Thank you for taking a look at how to reflect. This matter seems critical in our social-media induced, narcissistic, modern culture. People mostly presume to listen, when by my view, no one seems to know how to reflect. Before we can debate the issues affecting us, we must learn accurate reflecting.
Remember: Reflect the Emmotion! If Nothing Else.
How to Reflect in 3 Easy Steps
Take a deep breath, we will temporarily silence the inner-talk.
Step 1) Pause inner-talk and primarily collect emotional clues. Watch for facial expressions and listen to vocal tone that might inform you as to how the speaker feels.
Step 2) Paraphrase emotions and summarize content back to the speaker. Often you can start your statement with “You feel” followed by your observations from step one.
Step 3) Allow conversational space for any clarifications or acknowledgment. You want to get on the same page with someone, so repeat the reflecting process until you feel confident that participants empathize.
Try Not To Send Advice or Interrupt
Avoid A) Sending Advice.
Avoid B) Interrupting.
Extra Credit: Reflect in E-prime
If you have the skill to do so, then reflect in E-prime. When you don’t quite feel confident about your fluency in E-prime, then using computer chat can give you the extra time and ability to edit your statements into E-prime before submission. If you need technical support to set up a private chat, then please contact us.
E-prime affords some avenues for non-conventional solutions when employed with consistency in interpersonal counseling. I don’t have any evidence to support that, beyond some personal experience. At the same time, I invite you to question me directly about the epistemological mechanisms that lead toward E-prime, as a cognitive adaptation for fake news.
Avoid These Common Traps When Listening
1) No Sending Advice – Avoid the temptation to offer a solution no matter how obvious it appears as an answer to the speaker’s concerns. Instead, paraphrase and reply with the emotional content followed by echoing some details about the content of what they have to express.

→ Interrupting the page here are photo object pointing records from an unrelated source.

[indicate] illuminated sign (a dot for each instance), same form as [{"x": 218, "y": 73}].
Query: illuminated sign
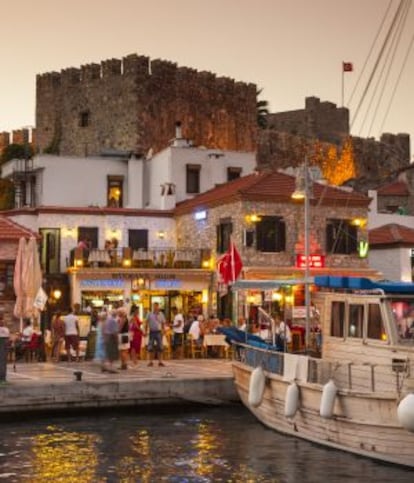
[
  {"x": 315, "y": 261},
  {"x": 166, "y": 284},
  {"x": 104, "y": 283},
  {"x": 200, "y": 215}
]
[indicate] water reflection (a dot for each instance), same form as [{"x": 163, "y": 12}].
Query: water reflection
[{"x": 175, "y": 445}]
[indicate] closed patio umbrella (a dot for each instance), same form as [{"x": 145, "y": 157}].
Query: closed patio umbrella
[
  {"x": 32, "y": 278},
  {"x": 18, "y": 282}
]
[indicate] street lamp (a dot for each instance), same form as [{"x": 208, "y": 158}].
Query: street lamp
[{"x": 302, "y": 192}]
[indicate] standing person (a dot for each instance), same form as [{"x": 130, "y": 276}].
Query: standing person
[
  {"x": 111, "y": 342},
  {"x": 58, "y": 336},
  {"x": 71, "y": 334},
  {"x": 178, "y": 331},
  {"x": 155, "y": 325},
  {"x": 135, "y": 329},
  {"x": 100, "y": 354},
  {"x": 124, "y": 345}
]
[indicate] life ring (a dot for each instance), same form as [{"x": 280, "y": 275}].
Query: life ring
[
  {"x": 256, "y": 387},
  {"x": 292, "y": 400},
  {"x": 329, "y": 392},
  {"x": 405, "y": 412}
]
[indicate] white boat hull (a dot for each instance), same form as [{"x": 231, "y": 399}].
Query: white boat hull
[{"x": 362, "y": 423}]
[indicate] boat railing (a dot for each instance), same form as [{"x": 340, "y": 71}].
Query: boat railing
[{"x": 351, "y": 376}]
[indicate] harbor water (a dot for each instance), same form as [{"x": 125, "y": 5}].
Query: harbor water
[{"x": 173, "y": 444}]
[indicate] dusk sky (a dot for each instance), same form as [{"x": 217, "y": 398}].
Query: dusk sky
[{"x": 291, "y": 49}]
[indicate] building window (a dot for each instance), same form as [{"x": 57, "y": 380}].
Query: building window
[
  {"x": 224, "y": 231},
  {"x": 88, "y": 234},
  {"x": 138, "y": 239},
  {"x": 233, "y": 173},
  {"x": 341, "y": 237},
  {"x": 84, "y": 119},
  {"x": 114, "y": 196},
  {"x": 271, "y": 234},
  {"x": 193, "y": 178},
  {"x": 337, "y": 319}
]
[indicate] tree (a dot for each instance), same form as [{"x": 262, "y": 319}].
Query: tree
[{"x": 262, "y": 110}]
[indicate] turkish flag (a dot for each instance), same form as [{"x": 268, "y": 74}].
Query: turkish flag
[
  {"x": 347, "y": 66},
  {"x": 229, "y": 265}
]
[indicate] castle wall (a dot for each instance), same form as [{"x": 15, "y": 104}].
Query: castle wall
[
  {"x": 319, "y": 120},
  {"x": 132, "y": 104}
]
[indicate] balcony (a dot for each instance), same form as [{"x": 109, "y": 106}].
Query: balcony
[{"x": 183, "y": 258}]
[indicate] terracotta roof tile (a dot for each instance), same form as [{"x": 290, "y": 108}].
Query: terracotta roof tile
[
  {"x": 268, "y": 186},
  {"x": 9, "y": 230},
  {"x": 391, "y": 234},
  {"x": 398, "y": 188}
]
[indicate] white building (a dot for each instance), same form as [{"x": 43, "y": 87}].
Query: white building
[{"x": 128, "y": 201}]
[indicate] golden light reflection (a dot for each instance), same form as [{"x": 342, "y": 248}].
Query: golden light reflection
[{"x": 65, "y": 456}]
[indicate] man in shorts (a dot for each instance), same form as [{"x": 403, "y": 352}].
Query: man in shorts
[
  {"x": 155, "y": 325},
  {"x": 71, "y": 334}
]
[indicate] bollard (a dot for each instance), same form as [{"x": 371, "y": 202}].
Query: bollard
[{"x": 78, "y": 375}]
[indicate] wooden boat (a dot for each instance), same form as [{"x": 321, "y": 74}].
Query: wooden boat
[{"x": 358, "y": 395}]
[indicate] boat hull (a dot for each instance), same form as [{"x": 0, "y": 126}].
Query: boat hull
[{"x": 361, "y": 423}]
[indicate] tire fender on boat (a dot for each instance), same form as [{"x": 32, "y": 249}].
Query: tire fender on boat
[
  {"x": 405, "y": 412},
  {"x": 329, "y": 392},
  {"x": 292, "y": 400},
  {"x": 256, "y": 387}
]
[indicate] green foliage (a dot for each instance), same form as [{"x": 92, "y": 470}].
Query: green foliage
[{"x": 16, "y": 151}]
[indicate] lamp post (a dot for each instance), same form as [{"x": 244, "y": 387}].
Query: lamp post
[{"x": 302, "y": 192}]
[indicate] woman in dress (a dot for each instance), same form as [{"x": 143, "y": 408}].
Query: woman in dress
[{"x": 135, "y": 329}]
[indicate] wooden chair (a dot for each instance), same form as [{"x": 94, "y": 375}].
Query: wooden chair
[{"x": 196, "y": 349}]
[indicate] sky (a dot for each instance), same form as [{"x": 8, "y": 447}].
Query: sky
[{"x": 291, "y": 49}]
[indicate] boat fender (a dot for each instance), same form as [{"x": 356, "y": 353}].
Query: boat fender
[
  {"x": 292, "y": 400},
  {"x": 256, "y": 387},
  {"x": 405, "y": 412},
  {"x": 328, "y": 399}
]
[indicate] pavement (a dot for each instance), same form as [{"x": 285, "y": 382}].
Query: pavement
[{"x": 45, "y": 386}]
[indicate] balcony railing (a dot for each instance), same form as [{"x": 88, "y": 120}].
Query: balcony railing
[{"x": 128, "y": 258}]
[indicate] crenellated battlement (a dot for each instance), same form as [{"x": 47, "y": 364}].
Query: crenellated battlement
[{"x": 133, "y": 103}]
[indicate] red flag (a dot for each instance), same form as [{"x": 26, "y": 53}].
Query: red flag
[
  {"x": 347, "y": 66},
  {"x": 229, "y": 265}
]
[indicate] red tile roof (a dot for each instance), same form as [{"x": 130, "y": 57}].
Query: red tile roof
[
  {"x": 268, "y": 186},
  {"x": 9, "y": 230},
  {"x": 397, "y": 188},
  {"x": 391, "y": 234}
]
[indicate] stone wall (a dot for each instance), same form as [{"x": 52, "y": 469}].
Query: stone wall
[
  {"x": 203, "y": 233},
  {"x": 132, "y": 104}
]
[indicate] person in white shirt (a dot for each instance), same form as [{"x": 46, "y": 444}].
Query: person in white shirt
[
  {"x": 71, "y": 334},
  {"x": 178, "y": 330},
  {"x": 27, "y": 331},
  {"x": 196, "y": 330}
]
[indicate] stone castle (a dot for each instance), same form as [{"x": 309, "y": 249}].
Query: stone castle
[{"x": 132, "y": 104}]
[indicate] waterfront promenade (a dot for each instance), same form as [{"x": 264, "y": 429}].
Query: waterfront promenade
[{"x": 47, "y": 386}]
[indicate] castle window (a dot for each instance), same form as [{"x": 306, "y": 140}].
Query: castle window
[
  {"x": 233, "y": 173},
  {"x": 193, "y": 178},
  {"x": 115, "y": 192},
  {"x": 84, "y": 119}
]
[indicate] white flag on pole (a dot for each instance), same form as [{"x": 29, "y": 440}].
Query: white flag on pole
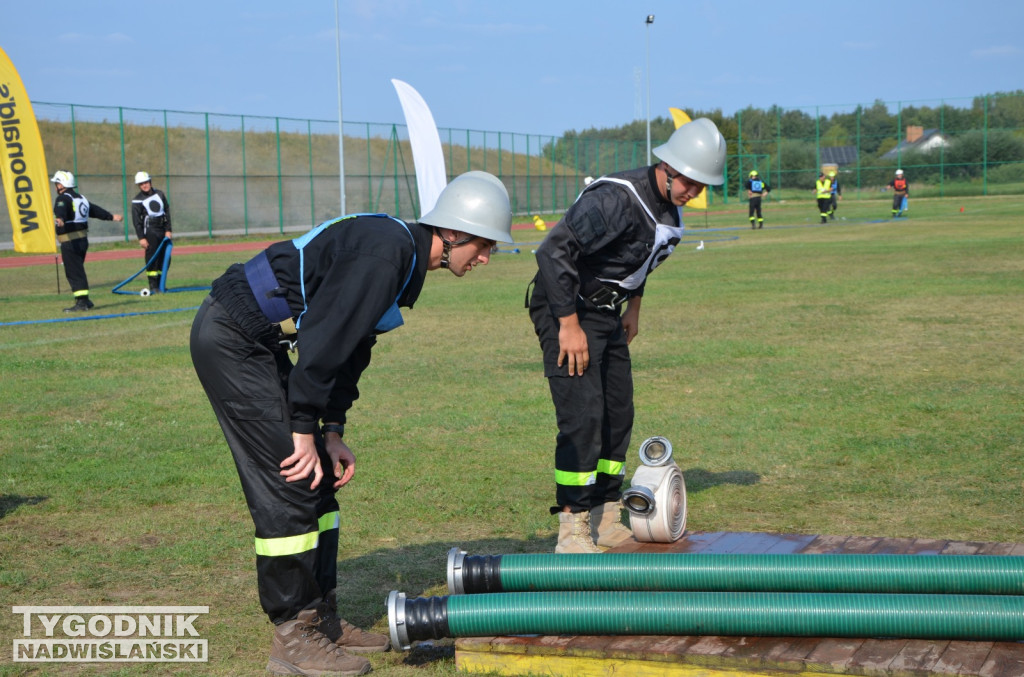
[{"x": 427, "y": 155}]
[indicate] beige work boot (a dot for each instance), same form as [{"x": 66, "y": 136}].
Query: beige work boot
[
  {"x": 606, "y": 525},
  {"x": 343, "y": 633},
  {"x": 573, "y": 534},
  {"x": 299, "y": 648}
]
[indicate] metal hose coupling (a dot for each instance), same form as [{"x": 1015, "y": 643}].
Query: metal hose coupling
[
  {"x": 416, "y": 620},
  {"x": 473, "y": 574},
  {"x": 656, "y": 497}
]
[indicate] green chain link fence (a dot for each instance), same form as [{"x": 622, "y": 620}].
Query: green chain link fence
[{"x": 229, "y": 174}]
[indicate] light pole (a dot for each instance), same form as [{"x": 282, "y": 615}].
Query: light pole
[
  {"x": 341, "y": 126},
  {"x": 650, "y": 19}
]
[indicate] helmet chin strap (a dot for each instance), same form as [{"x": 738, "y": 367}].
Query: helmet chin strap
[
  {"x": 448, "y": 245},
  {"x": 668, "y": 183}
]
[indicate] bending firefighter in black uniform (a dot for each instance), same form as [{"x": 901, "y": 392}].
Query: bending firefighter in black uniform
[
  {"x": 756, "y": 187},
  {"x": 151, "y": 214},
  {"x": 333, "y": 291},
  {"x": 72, "y": 212},
  {"x": 595, "y": 260}
]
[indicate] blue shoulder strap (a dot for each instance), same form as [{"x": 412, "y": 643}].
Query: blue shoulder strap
[{"x": 301, "y": 242}]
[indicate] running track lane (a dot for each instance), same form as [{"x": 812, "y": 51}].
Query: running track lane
[{"x": 20, "y": 261}]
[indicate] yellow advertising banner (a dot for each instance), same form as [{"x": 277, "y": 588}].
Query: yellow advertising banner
[
  {"x": 680, "y": 118},
  {"x": 23, "y": 167}
]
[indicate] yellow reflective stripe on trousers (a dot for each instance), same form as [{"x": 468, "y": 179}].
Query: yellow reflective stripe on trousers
[
  {"x": 611, "y": 467},
  {"x": 574, "y": 478},
  {"x": 329, "y": 521},
  {"x": 288, "y": 545}
]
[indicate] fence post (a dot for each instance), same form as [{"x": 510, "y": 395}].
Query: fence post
[
  {"x": 281, "y": 183},
  {"x": 167, "y": 155},
  {"x": 984, "y": 152},
  {"x": 124, "y": 185},
  {"x": 245, "y": 180},
  {"x": 312, "y": 195},
  {"x": 209, "y": 186}
]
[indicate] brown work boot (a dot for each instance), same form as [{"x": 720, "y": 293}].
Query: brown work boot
[
  {"x": 606, "y": 525},
  {"x": 299, "y": 648},
  {"x": 573, "y": 534},
  {"x": 343, "y": 633}
]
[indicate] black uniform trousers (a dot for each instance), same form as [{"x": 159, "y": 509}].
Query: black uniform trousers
[
  {"x": 155, "y": 266},
  {"x": 754, "y": 208},
  {"x": 73, "y": 255},
  {"x": 296, "y": 526},
  {"x": 594, "y": 412}
]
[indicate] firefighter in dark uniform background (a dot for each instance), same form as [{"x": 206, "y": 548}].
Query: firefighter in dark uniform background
[
  {"x": 900, "y": 192},
  {"x": 333, "y": 291},
  {"x": 72, "y": 212},
  {"x": 822, "y": 192},
  {"x": 756, "y": 187},
  {"x": 151, "y": 214},
  {"x": 837, "y": 195},
  {"x": 592, "y": 264}
]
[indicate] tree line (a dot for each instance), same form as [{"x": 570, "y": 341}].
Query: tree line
[{"x": 985, "y": 138}]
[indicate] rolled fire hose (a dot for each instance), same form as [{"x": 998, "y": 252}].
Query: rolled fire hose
[
  {"x": 656, "y": 497},
  {"x": 981, "y": 618},
  {"x": 722, "y": 573}
]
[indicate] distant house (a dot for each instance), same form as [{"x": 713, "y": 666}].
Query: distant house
[
  {"x": 919, "y": 139},
  {"x": 840, "y": 156}
]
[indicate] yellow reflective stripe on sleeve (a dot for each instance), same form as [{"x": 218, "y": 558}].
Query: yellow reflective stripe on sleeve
[
  {"x": 574, "y": 478},
  {"x": 288, "y": 545},
  {"x": 329, "y": 521},
  {"x": 611, "y": 467}
]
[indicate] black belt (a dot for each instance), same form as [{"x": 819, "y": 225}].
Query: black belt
[
  {"x": 604, "y": 297},
  {"x": 269, "y": 295}
]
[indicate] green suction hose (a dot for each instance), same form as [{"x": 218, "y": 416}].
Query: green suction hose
[
  {"x": 989, "y": 618},
  {"x": 676, "y": 572}
]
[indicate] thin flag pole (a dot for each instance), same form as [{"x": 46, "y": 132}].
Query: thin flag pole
[{"x": 341, "y": 137}]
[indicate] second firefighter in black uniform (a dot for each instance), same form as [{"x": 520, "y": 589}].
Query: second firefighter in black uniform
[
  {"x": 151, "y": 213},
  {"x": 592, "y": 269},
  {"x": 333, "y": 291},
  {"x": 72, "y": 212}
]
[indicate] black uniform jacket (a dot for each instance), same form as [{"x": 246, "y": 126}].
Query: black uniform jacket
[
  {"x": 605, "y": 234},
  {"x": 64, "y": 208},
  {"x": 353, "y": 271}
]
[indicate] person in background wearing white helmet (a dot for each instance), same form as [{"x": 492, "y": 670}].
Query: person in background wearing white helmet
[
  {"x": 151, "y": 214},
  {"x": 72, "y": 212},
  {"x": 593, "y": 263},
  {"x": 900, "y": 193},
  {"x": 756, "y": 187},
  {"x": 332, "y": 291}
]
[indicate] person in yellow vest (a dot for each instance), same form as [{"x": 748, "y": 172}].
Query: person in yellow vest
[
  {"x": 756, "y": 187},
  {"x": 822, "y": 189},
  {"x": 837, "y": 192}
]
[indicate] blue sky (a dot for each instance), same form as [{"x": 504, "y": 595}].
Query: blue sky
[{"x": 524, "y": 66}]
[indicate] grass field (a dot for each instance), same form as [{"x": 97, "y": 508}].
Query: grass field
[{"x": 861, "y": 378}]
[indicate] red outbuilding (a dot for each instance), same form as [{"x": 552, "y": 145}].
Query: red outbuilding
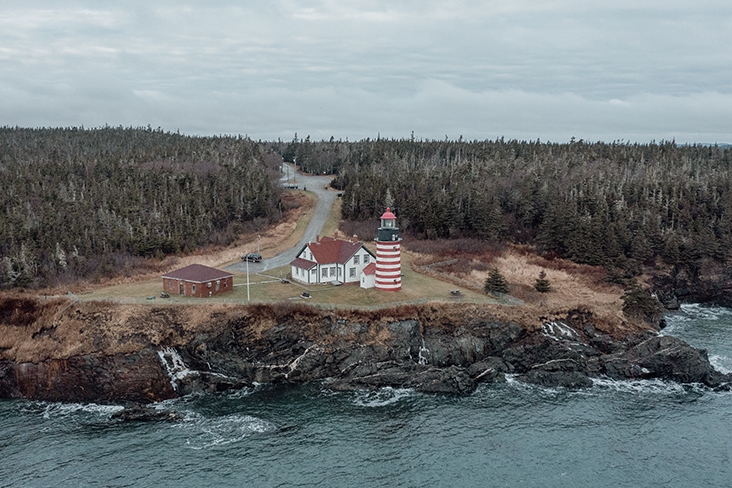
[{"x": 199, "y": 281}]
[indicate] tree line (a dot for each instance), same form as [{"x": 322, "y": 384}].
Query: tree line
[
  {"x": 618, "y": 204},
  {"x": 79, "y": 202}
]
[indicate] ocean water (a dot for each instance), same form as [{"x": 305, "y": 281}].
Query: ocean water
[{"x": 617, "y": 433}]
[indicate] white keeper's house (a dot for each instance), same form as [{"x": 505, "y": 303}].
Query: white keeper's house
[{"x": 331, "y": 259}]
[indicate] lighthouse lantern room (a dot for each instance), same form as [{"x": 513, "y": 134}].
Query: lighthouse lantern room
[{"x": 388, "y": 254}]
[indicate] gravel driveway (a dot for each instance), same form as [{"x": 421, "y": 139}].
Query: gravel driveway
[{"x": 316, "y": 184}]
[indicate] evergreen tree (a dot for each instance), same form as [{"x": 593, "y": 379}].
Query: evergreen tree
[
  {"x": 495, "y": 283},
  {"x": 542, "y": 285}
]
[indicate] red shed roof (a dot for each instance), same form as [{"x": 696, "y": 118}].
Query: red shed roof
[
  {"x": 329, "y": 250},
  {"x": 197, "y": 273},
  {"x": 388, "y": 215}
]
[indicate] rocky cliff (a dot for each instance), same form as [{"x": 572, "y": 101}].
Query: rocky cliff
[{"x": 115, "y": 353}]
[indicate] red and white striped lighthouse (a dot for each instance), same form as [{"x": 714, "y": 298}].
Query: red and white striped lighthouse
[{"x": 388, "y": 254}]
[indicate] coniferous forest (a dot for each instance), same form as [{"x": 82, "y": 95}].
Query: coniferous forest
[
  {"x": 620, "y": 205},
  {"x": 84, "y": 203}
]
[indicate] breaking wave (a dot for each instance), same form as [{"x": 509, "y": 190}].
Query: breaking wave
[
  {"x": 382, "y": 397},
  {"x": 211, "y": 432}
]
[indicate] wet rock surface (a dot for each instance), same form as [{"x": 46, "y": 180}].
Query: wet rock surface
[
  {"x": 144, "y": 413},
  {"x": 436, "y": 357}
]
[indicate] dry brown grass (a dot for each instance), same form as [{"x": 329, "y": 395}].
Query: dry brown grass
[
  {"x": 273, "y": 240},
  {"x": 573, "y": 287}
]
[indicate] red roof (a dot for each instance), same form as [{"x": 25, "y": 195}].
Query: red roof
[
  {"x": 388, "y": 215},
  {"x": 329, "y": 250},
  {"x": 197, "y": 273},
  {"x": 303, "y": 263}
]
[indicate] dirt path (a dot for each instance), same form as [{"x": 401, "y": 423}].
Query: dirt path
[{"x": 316, "y": 184}]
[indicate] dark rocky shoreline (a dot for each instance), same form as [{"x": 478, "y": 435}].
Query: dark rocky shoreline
[{"x": 424, "y": 356}]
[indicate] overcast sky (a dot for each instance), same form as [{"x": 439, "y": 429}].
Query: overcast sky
[{"x": 637, "y": 70}]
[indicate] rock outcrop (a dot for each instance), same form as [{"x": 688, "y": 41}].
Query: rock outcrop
[
  {"x": 428, "y": 349},
  {"x": 703, "y": 281}
]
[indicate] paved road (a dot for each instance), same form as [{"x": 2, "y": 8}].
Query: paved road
[{"x": 316, "y": 184}]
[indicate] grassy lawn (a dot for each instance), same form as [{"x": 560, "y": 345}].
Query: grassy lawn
[
  {"x": 268, "y": 287},
  {"x": 334, "y": 219}
]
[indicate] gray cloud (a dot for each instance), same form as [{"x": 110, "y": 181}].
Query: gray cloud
[{"x": 550, "y": 70}]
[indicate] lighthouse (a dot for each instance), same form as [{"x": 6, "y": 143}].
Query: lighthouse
[{"x": 388, "y": 254}]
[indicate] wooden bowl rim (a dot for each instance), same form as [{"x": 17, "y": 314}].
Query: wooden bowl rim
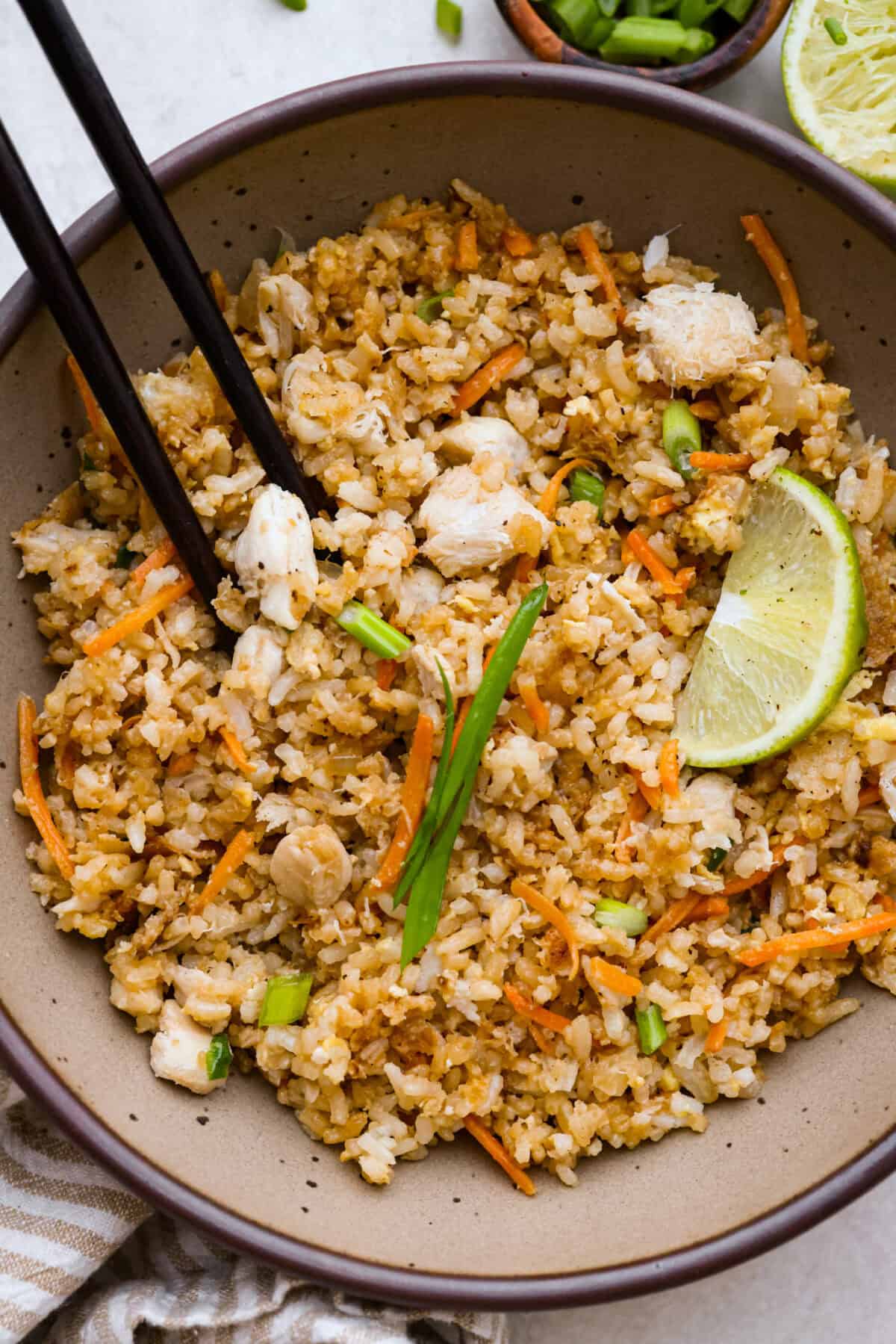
[
  {"x": 33, "y": 1070},
  {"x": 735, "y": 52}
]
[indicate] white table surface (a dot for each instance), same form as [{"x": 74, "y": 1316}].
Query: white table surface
[{"x": 836, "y": 1283}]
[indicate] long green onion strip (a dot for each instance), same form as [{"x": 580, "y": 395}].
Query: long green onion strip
[
  {"x": 373, "y": 631},
  {"x": 417, "y": 854},
  {"x": 218, "y": 1056},
  {"x": 652, "y": 1029},
  {"x": 285, "y": 999},
  {"x": 444, "y": 816},
  {"x": 682, "y": 437}
]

2) No Interrupting – Finding the right words to express feelings and conditions can take a little time. Try not to rush the speaker by finishing their statements, or start interrupting if they go too slow for you. Give them the patience you would enjoy if you reverse roles. You’ll get rewarded when the conversation shifts focus.
How to Reflect, Not Just Listen in 3 Explained Steps
It sometimes helps to take a deep breath as preparation for reflecting. I don’t want to say it seems mandatory, but reflecting shifts the focus away from self-centered thinking, which can feel awkward at first.
Step 1) Pause thinking while you collect comments from the speaker. Avoid the temptation to prepare your next comment, this takes firm resolve at first. Give yourself time to warm-up to the idea of listening without contemplating a response. Don’t contemplate while they speak, and still yourself to avoid getting lost in physical distractions.
Step 2) When timing feels appropriate, paraphrase the comments indicating first the emotional character and secondly summarize the content. Remember to focus on reporting emotions since that often takes second place to the details. Sometimes, you don’t even need the details if you get the emotion correct.
Step 3) Allow conversational space for the speaker to reply. A reply will require some contemplation before they will return dialogue. Pausing here gives the respondent some courtesy. If you get too impatient here, you might accidentally interrupt. If that happens, just apologize and re-allow space for a response.
Repeat Step 1 through 3 as necessary to allow the speaker to finish expressing their concerns.